Finally, compile the assembly file to an object file:

File_spe.o: $(CFG)/File_spe.S
    $(CC) -c $(CFLAGS) $(CFLAGS_SPE) -o $@ $<

NOTE: These instructions are in PatchForSPE.cpp too.

How's the Performance?

I'm a little hesitant about publishing benchmarks, because I'm still using the old exception-based pure software FPU emulator. So, the performance boost will NOT be comparable to the fast FPU emulator that's coming. Nevertheless, here's some data:

Program	SPE Native	Old W3D_SI (fps)	Taborized W3D_SI (fps)
Cow3d (no info bar)	No	12	~144
Wings Remastered - Bombing - Strafing	Yes	55 12	240-270 95-120
VoxelBird (medium detail)	Yes	<16	~60
VoxelNoid (no shadows)	Yes	~30	~70

IMPORTANT: The comparison is between an SPE optimized W3D_SI, and the old version running via the old slow exception-based FPU emulator. Final performance with the fast FPU emulator may be different.

Wings, VoxelBird and VoxelNoid were all compiled for the SPE in these tests, so those tests show near fully native SPE performance. Performance is similar to a Sam460ex with the same graphics card.

Summary

In brief, to optimize a library for running on the Tabor/A1222:

A version of GCC that supports the SPE (version 5.4.0 or newer should work, up to GCC v7.x)
Only compile bits for SPE that need optimizing (i.e., use the FPU a lot and are performance critical). Functions that have float/double parameters and are part of the library's API should NOT be compiled for the SPE (for compatibility with generic PowerPC code)
Use the PatchForSPE tool to force stack realignment before SPE code is executed

I hope this information is useful. If you discover anything new related to "Taborizing" code, then leave a comment below.

EDIT: 2023/07/27 - Updating based on feedback from Andrea Palmaté & Daniel Müßener.

5 Comments

Hans de Ruiter 27/07/2023 3:33am (9 months ago)

@Daytona675x

Thanks. I'll update the code and blog post accordingly.
Daytona675x 26/07/2023 11:34am (9 months ago)

Yo!

I found GPR 11 to be unsafe to be used for the calculation in the prologue.
I have situations where gcc generates code in which GPR 11 is preloaded in the prologue before the stwu to be later used by some isel commands. In that case your patcher leads to funny behaviour, of course.
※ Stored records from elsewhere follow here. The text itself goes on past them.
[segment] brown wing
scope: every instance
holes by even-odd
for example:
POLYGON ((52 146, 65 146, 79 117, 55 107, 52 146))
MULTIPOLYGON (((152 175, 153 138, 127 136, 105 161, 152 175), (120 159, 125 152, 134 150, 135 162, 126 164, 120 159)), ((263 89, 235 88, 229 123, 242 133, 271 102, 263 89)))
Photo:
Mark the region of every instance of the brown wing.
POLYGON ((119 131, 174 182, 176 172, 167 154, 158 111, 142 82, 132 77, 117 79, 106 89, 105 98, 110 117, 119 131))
I found GPR 12 to be safe, at least in my progs.
Sinan Gürkan 16/04/2018 10:07pm (6 years ago)

@Hans

No it doesn't crash..but nothing seems to happen after Spencer logo screen..
Probably as you said, data processing is a taking a long time..
Hans de Ruiter 14/04/2018 11:38am (6 years ago)

@Sinan

Yes, SPE optimized versions of the drivers are being worked on.
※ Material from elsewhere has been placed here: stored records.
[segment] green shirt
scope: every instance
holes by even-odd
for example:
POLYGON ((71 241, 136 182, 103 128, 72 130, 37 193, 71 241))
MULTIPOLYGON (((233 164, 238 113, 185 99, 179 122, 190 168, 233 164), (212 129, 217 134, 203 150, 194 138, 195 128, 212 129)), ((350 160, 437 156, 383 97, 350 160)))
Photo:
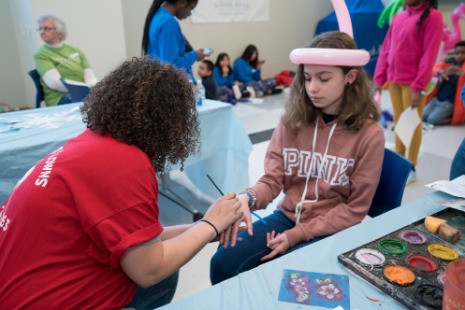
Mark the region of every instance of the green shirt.
MULTIPOLYGON (((53 48, 48 45, 42 45, 34 54, 36 69, 40 76, 51 70, 57 69, 64 79, 84 82, 84 69, 90 68, 84 53, 71 45, 63 44, 62 47, 53 48)), ((49 88, 40 79, 44 90, 45 104, 57 105, 61 97, 66 93, 49 88)))

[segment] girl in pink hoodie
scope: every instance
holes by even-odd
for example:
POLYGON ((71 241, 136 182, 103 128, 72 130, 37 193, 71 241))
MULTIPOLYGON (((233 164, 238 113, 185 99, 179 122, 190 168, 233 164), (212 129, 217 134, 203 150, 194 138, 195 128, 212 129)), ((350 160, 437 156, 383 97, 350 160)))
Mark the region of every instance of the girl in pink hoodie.
MULTIPOLYGON (((323 33, 306 47, 356 49, 343 32, 323 33)), ((300 64, 296 71, 266 153, 265 175, 237 195, 244 217, 222 234, 223 246, 212 258, 213 284, 355 225, 370 208, 384 133, 365 71, 316 64, 300 64), (266 208, 281 191, 277 210, 251 225, 250 210, 266 208), (247 231, 236 238, 240 222, 247 231)))
MULTIPOLYGON (((405 10, 394 16, 376 63, 374 82, 377 91, 389 82, 394 123, 408 108, 417 108, 420 119, 426 102, 425 90, 442 39, 444 24, 437 0, 405 0, 405 10)), ((415 165, 421 144, 418 126, 410 145, 395 138, 396 152, 413 163, 407 183, 416 179, 415 165)))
I'm surprised Spencer doesn't even start. If it's crashing, then that's something that needs to be looked at (although it will crash if it tries to use the existing MiniGL). If it starts and then appears to do nothing, then it may actually be working, but loading all the data is taking a long time. The existing exception-based FPU emulator is noticeably slow. For example, OpenArena takes a few minutes to load a level, and other games take a while to start up.
Sinan Gürkan 13/04/2018 4:08pm (6 years ago)

Dear Hans

Thanks for the information..Does that mean we will have SPE optimized versions of W3D_SI and W3D Nova soon from A-Eon?

Currently Freespace runs with 3 fps on Tabor while 3D Platform game Spencer doesn't even start...